JOAN VENNOCHI
For Brown, a perplexing connection
In light of his sexual abuse revelation, why did he back Jeff Perry?
SENATOR SCOTT Brown’s revelations about a childhood that included sexual assault by a summer camp counselor are genuinely sympathy-inducing.
But, they also make you wonder: in light of this searing experience when he was 10, how could Brown endorse Jeff Perry, the Republican congressional candidate, who, in 1991, allegedly stood by as a 14-year-old girl was sexually assaulted by a fellow police officer?
The victim, Lisa Allen, came forward during the race that Perry ultimately lost and said that Perry “had to hear my screaming and crying. Instead of helping me, Jeff Perry denied anything happened.’’
It’s an eerie echo of the personal trauma Brown reveals in his book, “Against All Odds.’’ As he tells “60 Minutes’’ correspondent Lesley Stahl, he never went to police or any authority — and told no one, not even his mother — because his abuser told him: “If you tell anybody, you know, I’ll kill you. I will make sure that no one believes you.’’
Adds Brown in the interview that will be aired tonight: “When people find people like me at that young vulnerable age, who are basically lost, the thing that they have over you is, they make you believe that no one will believe you.’’
Despite his own horrific experience, Brown still chose to believe Perry over Allen; or, if he didn’t believe him, he still backed him for an important political position. Given that Brown is the father of two daughters, his loyalty to Perry was always curious. The revelations in his book make it even odder. In response, Brown said there is “no correlation’’ between his story and Allen’s and it is “really inappropriate’’ to link them.

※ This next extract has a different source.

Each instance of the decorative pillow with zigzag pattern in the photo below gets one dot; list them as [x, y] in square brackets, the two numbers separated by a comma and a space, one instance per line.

Brown’s candor about his own past won instant praise from victims of child sex abuse and their advocates. It sends a powerful message to others who suffered abuse, they said.
Five years ago, Brown was among supporters of a state bill that extended the period of time in which a victim of sex abuse could file charges against a perpetrator. He called sexual abuse the “number one public safety issue affecting us here in the Commonwealth,’’ according to the State House News Service. He also cosponsored a federal bill that would limit the ability of those convicted of sex abuse from working in a variety of settings. When Brown was running for US Senate, he and Democratic opponent Martha Coakley said they would ask Cardinal Sean P. O’Malley to release the names of all priests in the archdiocese who were credibly accused of sexual abuse. (Only one legislator, former state senator Marian Walsh, called for Cardinal Bernard F. Law to be prosecuted when the clergy abuse scandal rocked the Boston Archdiocese.)
Brown’s book is perfectly timed, from both marketing and political standpoints.
His dramatic disclosures overshadow those of Governor Deval Patrick, whose new book, “A Reason to Believe,’’ addresses race issues and his wife’s depression. And Brown’s book puts the Massachusetts senator back in the spotlight just as talk about the 2012 Senate race starts heating up.
Brown’s tough childhood was a general part of the narrative when he won the Senate seat held for decades by Ted Kennedy. But his pickup and semi-nude Cosmopolitan photo spread got most of the attention.
In his book, which goes on sale tomorrow, he also reveals that it took two photo shoots to get the famous 1982 centerfold. The first time, “I looked pale and I wasn’t physically toned; I probably needed to lose 10 pounds,’’ he wrote. When he returned after a crash diet of three cans of tuna a day, “I was bronzed and toned.’’
Even Brown’s glamour shot has an “everyman’’ story behind it, leading to this question for Massachusetts Democrats: can anyone beat Brown?
Democrats still find it hard to accept that Kennedy’s seat went to a Republican who brilliantly rechristened it “the people’s seat.’’
Now, Brown will be collecting new accolades for bravery. Given Patrick’s tome, it’s hard to tag him as uniquely opportunistic.